I think the reason the democrats can’t, or wont, come forth and meaningfully sell their public option is because it doesn’t matter – all the politicking is done with lobbyists, committee chairs and executives. The ‘leaderless minority base’ wins by default by simply throwing sand in the gears with nonsense and incoherence, whereas the dems can’t counter because they can’t bring anything specific for their base and the public to latch on to and hope for. Thus democratic decision makers are operational only ‘within the beltway’. I hate to sound cynical and repeat these tired tropes, but given their total lack of commitment and their inability to stand strong and communicate a reasonable plan, it seems there is little other explanation.
The best they could do all summer was Barney Frank making a shallow quip about a dinning room table.

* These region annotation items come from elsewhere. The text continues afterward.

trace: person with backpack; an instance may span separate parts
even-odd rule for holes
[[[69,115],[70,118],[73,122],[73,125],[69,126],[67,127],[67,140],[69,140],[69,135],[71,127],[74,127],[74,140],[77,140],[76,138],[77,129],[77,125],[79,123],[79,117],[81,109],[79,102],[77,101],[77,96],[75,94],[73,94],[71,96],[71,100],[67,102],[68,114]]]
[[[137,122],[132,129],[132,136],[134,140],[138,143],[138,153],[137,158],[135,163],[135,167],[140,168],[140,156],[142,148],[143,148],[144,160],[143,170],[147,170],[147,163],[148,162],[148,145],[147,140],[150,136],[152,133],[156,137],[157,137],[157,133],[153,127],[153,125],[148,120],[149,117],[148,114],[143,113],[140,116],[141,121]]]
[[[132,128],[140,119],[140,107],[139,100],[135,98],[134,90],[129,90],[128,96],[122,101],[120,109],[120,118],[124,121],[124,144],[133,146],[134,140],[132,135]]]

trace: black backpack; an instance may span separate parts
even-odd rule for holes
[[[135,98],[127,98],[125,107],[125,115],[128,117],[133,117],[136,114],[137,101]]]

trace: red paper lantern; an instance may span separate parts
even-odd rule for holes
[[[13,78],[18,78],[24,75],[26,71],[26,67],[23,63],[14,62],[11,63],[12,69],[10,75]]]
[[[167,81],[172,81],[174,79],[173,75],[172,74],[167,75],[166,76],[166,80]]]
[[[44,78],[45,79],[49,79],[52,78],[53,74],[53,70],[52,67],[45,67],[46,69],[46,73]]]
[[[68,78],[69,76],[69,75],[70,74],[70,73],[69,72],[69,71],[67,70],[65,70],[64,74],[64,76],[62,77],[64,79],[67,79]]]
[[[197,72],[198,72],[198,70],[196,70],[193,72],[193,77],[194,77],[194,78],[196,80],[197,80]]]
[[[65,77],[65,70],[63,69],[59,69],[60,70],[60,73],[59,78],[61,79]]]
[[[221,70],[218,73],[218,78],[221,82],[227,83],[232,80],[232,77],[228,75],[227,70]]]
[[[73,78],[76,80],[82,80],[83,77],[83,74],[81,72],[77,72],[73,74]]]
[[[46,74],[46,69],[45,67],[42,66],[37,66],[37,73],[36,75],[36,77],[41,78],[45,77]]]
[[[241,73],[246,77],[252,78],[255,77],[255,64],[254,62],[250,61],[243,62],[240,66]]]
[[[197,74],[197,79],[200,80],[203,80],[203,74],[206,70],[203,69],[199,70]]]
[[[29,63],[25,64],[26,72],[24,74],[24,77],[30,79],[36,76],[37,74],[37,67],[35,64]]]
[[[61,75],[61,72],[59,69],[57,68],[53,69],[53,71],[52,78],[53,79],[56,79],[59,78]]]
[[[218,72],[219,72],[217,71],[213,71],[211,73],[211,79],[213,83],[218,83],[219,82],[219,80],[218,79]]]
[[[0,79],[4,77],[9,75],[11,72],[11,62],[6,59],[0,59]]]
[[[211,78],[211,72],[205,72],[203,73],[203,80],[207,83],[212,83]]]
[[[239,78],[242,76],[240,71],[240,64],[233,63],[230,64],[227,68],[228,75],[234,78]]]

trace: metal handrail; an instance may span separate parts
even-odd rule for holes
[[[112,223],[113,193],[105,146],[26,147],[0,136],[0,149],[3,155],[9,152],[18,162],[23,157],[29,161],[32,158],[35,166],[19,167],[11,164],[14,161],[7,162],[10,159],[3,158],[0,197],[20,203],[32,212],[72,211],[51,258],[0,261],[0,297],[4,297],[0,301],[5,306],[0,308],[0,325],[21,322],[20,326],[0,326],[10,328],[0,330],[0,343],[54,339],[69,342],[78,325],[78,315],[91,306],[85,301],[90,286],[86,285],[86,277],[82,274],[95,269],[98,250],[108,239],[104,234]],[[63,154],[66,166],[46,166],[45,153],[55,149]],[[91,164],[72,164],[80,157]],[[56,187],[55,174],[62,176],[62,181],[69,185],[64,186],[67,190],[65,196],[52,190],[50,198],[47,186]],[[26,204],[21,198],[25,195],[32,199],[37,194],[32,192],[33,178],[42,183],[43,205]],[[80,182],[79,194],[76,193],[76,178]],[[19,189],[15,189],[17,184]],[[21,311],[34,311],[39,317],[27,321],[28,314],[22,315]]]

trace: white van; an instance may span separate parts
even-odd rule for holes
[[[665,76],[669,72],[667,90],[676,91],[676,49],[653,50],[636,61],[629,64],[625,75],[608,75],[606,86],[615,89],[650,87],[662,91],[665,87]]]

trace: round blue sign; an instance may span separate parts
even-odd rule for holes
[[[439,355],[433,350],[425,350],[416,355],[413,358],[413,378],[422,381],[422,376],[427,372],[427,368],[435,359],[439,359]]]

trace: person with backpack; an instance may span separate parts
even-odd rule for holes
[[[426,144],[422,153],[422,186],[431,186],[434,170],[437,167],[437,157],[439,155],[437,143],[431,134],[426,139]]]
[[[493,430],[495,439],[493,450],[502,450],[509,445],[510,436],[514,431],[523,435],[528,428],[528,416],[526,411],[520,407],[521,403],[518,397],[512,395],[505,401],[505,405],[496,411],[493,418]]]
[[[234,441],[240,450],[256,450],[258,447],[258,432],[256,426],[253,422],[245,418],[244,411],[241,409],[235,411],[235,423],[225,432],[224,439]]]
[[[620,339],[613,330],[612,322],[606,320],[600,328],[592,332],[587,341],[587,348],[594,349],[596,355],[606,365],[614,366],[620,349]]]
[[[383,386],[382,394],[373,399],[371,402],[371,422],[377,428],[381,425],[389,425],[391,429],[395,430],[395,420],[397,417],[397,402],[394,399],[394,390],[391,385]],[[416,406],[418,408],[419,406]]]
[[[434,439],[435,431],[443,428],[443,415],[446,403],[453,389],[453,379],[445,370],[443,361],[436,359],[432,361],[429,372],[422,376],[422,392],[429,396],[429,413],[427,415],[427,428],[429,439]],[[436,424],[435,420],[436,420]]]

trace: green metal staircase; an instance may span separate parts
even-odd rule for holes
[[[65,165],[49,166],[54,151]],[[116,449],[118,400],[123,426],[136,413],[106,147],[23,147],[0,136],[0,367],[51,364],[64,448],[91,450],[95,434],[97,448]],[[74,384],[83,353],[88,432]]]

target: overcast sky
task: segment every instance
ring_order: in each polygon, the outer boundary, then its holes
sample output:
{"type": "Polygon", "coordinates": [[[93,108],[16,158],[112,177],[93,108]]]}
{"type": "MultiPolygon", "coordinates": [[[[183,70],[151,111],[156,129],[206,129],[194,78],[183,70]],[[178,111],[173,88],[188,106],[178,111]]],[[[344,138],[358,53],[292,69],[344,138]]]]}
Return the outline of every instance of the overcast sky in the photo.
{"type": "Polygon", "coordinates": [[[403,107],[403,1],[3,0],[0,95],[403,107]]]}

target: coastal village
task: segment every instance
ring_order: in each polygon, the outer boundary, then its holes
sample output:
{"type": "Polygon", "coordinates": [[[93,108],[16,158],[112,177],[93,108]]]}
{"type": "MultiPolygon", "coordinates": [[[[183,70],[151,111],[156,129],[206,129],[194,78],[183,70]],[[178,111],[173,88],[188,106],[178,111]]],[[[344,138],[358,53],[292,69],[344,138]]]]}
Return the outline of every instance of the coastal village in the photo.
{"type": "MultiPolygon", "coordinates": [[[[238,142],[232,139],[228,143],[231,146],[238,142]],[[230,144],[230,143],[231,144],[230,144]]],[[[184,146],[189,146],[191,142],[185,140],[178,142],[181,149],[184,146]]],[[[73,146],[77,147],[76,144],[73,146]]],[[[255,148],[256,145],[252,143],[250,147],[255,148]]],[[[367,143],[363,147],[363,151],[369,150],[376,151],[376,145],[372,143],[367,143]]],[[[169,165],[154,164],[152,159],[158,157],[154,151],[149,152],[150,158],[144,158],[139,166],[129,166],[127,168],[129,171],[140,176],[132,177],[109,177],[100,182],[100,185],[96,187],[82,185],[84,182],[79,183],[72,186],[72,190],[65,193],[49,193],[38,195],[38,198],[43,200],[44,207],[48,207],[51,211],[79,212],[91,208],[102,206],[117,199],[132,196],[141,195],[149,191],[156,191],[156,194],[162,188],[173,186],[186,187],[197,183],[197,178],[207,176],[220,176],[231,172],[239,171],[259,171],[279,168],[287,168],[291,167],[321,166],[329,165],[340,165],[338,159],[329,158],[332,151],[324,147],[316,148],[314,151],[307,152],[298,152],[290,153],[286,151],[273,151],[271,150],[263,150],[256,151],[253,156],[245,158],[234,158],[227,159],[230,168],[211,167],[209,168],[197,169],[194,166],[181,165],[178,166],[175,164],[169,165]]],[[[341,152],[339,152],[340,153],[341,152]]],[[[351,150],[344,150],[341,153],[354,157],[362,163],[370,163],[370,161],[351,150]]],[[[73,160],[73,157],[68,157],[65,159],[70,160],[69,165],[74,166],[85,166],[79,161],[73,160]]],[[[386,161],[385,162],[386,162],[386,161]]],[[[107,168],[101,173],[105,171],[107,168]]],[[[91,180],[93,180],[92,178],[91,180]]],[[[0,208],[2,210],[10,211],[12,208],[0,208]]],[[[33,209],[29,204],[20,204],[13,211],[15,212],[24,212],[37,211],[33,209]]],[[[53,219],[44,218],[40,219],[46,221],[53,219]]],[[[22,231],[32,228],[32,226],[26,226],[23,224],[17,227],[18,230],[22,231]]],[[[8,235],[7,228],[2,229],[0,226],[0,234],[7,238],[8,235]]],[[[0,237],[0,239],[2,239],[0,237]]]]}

Even if the ‘radical’ single-payer supporters were totally marginalized in all corners, they at least had a solid plan that could be transmitted and used to organize around – if only the democrats could figure that out and adopt a new constituency.
inquire says
You and your audience may find this little flash app appropriate: How the Giants of Finance Shrunk, Then Grew, Under the Financial Crisis.
AlanSmithee says
I should think that was fairly obvious right around the time God-Emperor Obama reversed on FISA. Good of Frank to catch up with the rest of us, though.